= John Theophilus Jenkins =

Canadian politician

John Theophilus Jenkins (October 12, 1829 - January 17, 1919) was a physician and political figure in Prince Edward Island. He represented Charlottetown in the Legislative Assembly of Prince Edward Island from 1873 to 1876 and Queen's County in the House of Commons of Canada from 1882 to 1883 and from 1884 to 1887 as a Liberal-Conservative member. He was the first native-born physician on Prince Edward Island.

He was born in Charlottetown, the son of Reverend J.C. Jenkins and Penelope Desbrisay who was the daughter of Theophilus Desbrisay. He was educated at the Central Academy in Charlottetown and at St Bartholomew's Hospital in London, England. Jenkins served as a surgeon in the Ottoman Army during the Crimean War.
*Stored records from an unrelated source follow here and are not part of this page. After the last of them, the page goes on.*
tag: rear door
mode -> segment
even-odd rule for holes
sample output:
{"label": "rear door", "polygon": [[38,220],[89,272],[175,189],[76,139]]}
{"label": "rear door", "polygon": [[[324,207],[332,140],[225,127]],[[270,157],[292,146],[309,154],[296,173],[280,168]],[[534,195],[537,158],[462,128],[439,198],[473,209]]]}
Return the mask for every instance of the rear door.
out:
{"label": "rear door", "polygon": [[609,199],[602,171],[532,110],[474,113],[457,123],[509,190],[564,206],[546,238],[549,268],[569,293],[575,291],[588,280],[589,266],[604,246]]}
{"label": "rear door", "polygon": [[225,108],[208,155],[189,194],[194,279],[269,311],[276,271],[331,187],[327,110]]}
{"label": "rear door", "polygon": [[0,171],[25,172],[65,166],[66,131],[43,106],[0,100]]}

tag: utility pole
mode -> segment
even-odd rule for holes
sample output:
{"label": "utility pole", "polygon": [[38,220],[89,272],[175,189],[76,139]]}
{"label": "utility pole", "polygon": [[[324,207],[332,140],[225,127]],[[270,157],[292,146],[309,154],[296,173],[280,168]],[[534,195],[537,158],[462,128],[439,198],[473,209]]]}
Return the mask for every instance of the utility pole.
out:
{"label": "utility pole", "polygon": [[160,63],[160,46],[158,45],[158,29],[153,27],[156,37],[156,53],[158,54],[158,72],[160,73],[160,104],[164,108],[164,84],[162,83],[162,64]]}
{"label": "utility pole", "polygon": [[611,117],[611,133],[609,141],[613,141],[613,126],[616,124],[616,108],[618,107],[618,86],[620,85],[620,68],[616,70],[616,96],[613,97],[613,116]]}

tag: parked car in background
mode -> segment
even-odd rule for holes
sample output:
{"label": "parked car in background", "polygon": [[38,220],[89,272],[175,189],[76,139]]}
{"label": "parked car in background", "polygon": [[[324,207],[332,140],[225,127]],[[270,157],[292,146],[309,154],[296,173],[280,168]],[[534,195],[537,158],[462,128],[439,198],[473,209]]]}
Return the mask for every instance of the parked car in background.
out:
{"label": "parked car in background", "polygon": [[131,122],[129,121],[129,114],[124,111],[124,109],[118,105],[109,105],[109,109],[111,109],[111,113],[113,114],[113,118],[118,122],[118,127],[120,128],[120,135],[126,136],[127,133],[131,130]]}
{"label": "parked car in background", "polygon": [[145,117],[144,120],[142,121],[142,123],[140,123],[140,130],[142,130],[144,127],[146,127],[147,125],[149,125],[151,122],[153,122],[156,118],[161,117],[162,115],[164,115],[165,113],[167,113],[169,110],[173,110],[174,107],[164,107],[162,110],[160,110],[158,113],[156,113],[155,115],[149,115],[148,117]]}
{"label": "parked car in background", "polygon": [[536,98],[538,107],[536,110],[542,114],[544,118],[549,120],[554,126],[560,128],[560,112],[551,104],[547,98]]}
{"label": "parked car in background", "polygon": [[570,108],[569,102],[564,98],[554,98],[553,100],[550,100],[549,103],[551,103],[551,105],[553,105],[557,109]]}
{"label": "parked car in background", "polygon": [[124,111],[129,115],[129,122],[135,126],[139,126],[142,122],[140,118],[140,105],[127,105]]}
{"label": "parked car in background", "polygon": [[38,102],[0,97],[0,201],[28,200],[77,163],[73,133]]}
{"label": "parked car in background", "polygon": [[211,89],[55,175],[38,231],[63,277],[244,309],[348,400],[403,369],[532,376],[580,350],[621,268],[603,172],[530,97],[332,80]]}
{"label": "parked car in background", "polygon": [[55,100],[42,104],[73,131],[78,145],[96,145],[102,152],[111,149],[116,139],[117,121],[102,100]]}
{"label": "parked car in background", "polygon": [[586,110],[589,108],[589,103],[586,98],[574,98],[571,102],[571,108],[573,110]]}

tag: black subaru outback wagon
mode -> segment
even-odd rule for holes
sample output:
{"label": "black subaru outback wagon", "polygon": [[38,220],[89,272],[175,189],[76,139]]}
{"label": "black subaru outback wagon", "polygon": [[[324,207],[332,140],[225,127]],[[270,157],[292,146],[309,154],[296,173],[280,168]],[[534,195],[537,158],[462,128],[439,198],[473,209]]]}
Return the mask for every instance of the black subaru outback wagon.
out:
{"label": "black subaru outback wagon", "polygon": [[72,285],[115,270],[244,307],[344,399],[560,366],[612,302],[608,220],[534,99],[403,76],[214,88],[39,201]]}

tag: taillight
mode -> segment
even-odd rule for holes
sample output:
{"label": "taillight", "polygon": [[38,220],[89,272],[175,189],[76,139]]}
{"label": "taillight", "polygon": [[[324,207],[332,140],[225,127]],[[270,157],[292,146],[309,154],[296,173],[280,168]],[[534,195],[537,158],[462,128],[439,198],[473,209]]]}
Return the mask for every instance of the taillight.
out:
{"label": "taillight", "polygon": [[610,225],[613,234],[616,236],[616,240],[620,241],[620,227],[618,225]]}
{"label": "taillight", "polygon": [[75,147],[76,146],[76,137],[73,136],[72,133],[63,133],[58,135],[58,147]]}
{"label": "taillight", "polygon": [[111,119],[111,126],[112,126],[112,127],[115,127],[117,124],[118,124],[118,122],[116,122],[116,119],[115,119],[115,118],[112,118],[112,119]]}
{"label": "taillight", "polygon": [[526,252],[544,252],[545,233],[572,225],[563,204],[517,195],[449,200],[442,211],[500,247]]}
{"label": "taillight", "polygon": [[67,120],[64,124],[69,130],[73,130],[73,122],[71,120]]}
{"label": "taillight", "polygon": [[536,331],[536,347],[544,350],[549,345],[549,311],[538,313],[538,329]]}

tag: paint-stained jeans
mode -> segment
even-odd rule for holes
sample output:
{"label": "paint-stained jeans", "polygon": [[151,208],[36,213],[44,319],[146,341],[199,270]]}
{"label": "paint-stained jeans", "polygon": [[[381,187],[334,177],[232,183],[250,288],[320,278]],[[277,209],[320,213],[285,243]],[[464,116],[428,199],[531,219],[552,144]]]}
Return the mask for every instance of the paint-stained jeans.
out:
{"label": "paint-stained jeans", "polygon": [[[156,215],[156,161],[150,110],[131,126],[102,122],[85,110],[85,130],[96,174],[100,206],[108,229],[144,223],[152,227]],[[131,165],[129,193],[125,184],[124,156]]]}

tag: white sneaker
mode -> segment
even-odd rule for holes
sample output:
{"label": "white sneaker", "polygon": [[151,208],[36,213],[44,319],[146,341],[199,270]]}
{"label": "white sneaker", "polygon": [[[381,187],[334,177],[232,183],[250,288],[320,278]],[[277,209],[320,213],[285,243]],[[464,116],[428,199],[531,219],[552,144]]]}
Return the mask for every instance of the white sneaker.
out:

He was coroner and health officer for Charlottetown and married Jessie Esther, the daughter of Stephen Rice in 1856. His election to the House of Commons in 1882 was declared invalid after an appeal; Jenkins was elected to the same seat in an 1884 by-election after Frederick de St Croix Brecken resigned his seat to accept an appointment as postmaster for Charlottetown. He was elected to the provincial assembly in 5th Queens in an 1891 by-election held after Patrick Blake ran unsuccessfully for a seat in the House of Commons and served until 1893.

Jenkins also raised horses and owned a ranch in Western Canada which his son Henry Herbert "Tammy" Jenkins ran, Tammy was a former NWMP vet. J.T. died in Charlottetown at the age of 89.

His son Stephen Rice Jenkins was also a physician and served in the provincial assembly and his son Louis, a farmer, was a member of the provincial assembly.